Нравственный облик Пушкина | страница 6



Недальновидные и поспешные на заключения читатели юношеских произведений Пушкина, писанных в "часы забав иль праздной скуки", — в которых, по его собственным словам, "пелись порочные забавы и славились сети сладострастья"[3], — создали ему довольно прочно утвердившуюся репутацию не только эротического поэта, но и язвительного отрицателя веры.

Им помогли в этом некоторые высокодобродетельные друзья молодости поэта, чей "предательский привет" преследовал его и за гробом, — в забвении его слов, что "судить взрослого человека за вину юноши есть дело ужасное" [4]. Один из них, чью умеренность и аккуратность, при воспоминаниях об угасшем уже поэте, неприятно поражало отсутствие у него не только "ровной, систематической беседы", но даже и "порядочного фрака", провозгласил, что Пушкин не имел "ни внешней, ни внутренней религии и смеялся над всеми отношениями" [5]. Но в этом представлении о Пушкине и в вытекающих из него непродуманных или лицемерных упреках — нет правды.
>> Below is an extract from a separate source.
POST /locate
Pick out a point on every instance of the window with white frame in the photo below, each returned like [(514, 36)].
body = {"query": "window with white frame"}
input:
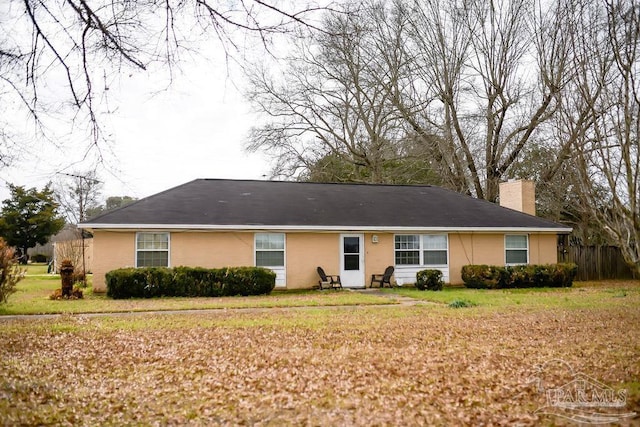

Необходимо глубже всмотреться в эту сторону личности Пушкина — и судить человека и писателя не по случайным проявлениям, а по коренным свойствам его природы.

Беспорядочное домашнее воспитание в довольно безалаберной семье дало отроку раннюю возможность отравиться дурманом фривольных произведений французской литературы XVIII века. Отголоском этого было появление трех-четырех подражательных произведений. Все остальное в этом легкомысленном роде лживо и без всякой критики писалось в пассив поэзии Пушкина. Да и эти немногие произведения мутили его совесть, заставляли краснеть за себя, негодуя "на грешный свой язык, и празднословный, и лукавый" [6], — и сжигать попадавшиеся ему их рукописные списки [7]. Как всякая сильная натура он не мог не пройти периода скитания мыслей, прежде чем остановиться на более или менее прочном миросозерцании.

Написанное Пушкиным 18-ти лет от роду "Безверие" содержит в себе явные указания мучительных сомнений, пережитых им в это время [8]. Все симпатии его уже на стороне веры, и он желал бы, "забыв о разуме и немощном, и строгом, с одной лишь верою повергнуться пред богом". Но сам, еще не веруя вполне и колеблясь, он уже понимает, что не слово осуждения, а слово сострадания надо обращать к "слепому мудрецу", в котором "ум ищет божества, а сердце не находит". Притом не надо забывать, что человек с прозаической натурой легче и скорее становится законченным целым, чем имеющий задатки гениальности. Истинное религиозное чувство есть прежде всего результат личных житейских испытаний. Только выдержав и пережив их, оно может считаться прочным.